A NAS device, on the other hand, provides file-level operations. The device implements the smb/cifs protocol and/or the NFS protocol in order to provide file-oriented services to Windows or UNIXy computers (respectively).

If you have used a traditional Netware or Windows-based file server you have used a NAS device. There are much cooler devices now, however. Isilon, for example, makes very clever clustered storage NAS devices that allow multiple NAS nodes to replicate data in a fashion that provides redundancy and high-availability at much lower cost than SANs and many other NAS devices.

The Linksys NAS 200 device that I talked about in the last post is a dirt-cheap home NAS device. It is not particularly fast nor does it offer much sophisticated functionality. Its security model, for example, is very crude. I run a Windows domain controller at home but the NAS 200 does not integrate with AD-based security. To avoid authentication hassles, I simply allow the guest (any user) to have read/write access to all the shared folders. Fine for home (where things are protected with a perimeter firewall and with secure wireless access points) but not fine for a more public network.

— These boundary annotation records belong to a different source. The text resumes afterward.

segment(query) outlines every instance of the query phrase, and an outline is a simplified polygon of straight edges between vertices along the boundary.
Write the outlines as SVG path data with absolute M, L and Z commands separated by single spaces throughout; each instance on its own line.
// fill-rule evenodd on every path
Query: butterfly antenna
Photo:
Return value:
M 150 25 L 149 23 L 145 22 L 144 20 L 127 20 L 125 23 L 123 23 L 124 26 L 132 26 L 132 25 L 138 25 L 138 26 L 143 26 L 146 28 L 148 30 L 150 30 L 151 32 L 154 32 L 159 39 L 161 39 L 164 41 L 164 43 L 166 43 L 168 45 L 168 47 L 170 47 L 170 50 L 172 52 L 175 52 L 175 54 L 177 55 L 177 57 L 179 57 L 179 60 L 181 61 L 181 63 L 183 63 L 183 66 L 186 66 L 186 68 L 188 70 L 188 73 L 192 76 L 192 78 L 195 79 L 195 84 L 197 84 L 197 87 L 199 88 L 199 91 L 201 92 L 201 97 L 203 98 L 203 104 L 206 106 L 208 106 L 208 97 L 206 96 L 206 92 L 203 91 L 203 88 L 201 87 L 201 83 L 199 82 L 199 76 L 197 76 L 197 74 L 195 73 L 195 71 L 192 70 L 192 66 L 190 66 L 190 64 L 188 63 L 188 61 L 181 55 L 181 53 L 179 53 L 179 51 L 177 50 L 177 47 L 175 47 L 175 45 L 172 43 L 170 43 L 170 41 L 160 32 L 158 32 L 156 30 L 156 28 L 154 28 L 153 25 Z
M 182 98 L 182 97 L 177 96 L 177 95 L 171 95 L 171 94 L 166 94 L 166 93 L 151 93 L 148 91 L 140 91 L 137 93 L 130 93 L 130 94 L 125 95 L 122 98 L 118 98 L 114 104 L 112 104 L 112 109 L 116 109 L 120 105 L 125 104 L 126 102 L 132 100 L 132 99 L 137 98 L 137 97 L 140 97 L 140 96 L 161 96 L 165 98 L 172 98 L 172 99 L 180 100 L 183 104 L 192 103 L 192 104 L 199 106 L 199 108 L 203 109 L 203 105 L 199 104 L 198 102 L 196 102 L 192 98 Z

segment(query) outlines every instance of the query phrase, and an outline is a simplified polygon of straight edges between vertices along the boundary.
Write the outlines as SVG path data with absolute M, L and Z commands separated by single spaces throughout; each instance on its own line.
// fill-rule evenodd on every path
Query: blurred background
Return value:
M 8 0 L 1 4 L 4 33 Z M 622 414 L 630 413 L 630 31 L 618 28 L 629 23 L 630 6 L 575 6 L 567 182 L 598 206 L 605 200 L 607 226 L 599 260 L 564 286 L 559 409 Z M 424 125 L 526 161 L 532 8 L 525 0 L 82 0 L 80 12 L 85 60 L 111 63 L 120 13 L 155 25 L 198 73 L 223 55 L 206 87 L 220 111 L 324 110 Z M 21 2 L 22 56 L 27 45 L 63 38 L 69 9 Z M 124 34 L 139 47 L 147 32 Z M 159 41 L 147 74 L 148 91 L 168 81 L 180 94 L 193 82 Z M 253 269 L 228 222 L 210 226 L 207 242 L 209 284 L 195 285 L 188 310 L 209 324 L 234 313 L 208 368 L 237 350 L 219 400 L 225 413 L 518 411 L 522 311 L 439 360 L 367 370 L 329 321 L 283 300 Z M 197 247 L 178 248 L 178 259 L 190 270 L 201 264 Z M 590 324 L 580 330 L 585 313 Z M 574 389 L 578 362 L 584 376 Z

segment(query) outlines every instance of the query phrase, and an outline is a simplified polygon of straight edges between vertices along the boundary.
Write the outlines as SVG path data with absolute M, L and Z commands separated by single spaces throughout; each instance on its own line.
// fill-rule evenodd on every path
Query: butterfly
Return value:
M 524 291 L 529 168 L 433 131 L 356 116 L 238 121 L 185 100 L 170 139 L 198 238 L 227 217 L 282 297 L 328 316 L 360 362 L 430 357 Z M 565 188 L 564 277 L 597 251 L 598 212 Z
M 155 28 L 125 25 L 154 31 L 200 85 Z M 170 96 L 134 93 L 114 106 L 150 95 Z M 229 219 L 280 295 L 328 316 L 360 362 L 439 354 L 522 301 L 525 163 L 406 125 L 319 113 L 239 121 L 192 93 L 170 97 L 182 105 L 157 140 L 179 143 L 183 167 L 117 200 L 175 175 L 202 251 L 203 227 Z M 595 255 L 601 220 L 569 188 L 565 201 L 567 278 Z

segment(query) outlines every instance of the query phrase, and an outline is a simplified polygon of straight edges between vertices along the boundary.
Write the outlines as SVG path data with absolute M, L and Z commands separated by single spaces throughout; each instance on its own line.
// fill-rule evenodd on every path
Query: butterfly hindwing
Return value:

I installed the Linksys appliance in order to provide a backup destination for the 6 computers that we have strewn throughout the house. Using the appliance means that I don’t have to dedicate a general-purpose computer to this task. Additionally, Linksys has figured out how to set up Raid and how to automatically perform various recovery operations all using a simple Web interface. It would have been much more complicated for me to figure this out myself.

The one last piece of the backup puzzle that I’d like to implement would be to add some form of offsite storage. Ideally, the NAS 200 would, itself, backup files to some Web-based storage provider. Since it doesn’t, I might have to implement this myself with some type of periodic job that detects new files on the NAS and copies them to a service during off hours.

 

NAS and Virtualization at Home

Monday, July 7th, 2008

In between eating hot dogs and blowing up fireworks this weekend, I worked on a couple of home IT projects that I’d been planning for a while. My goals were straightforward. First, I wanted to implement a more robust backup solution. Second, I wanted to get rid of a Fedora Core 5 server and replace it with something newer. The two projects were related since the FC5 server was being used solely as a Samba file server to host my backup drives. Here’s what I ended up doing to accomplish both tasks.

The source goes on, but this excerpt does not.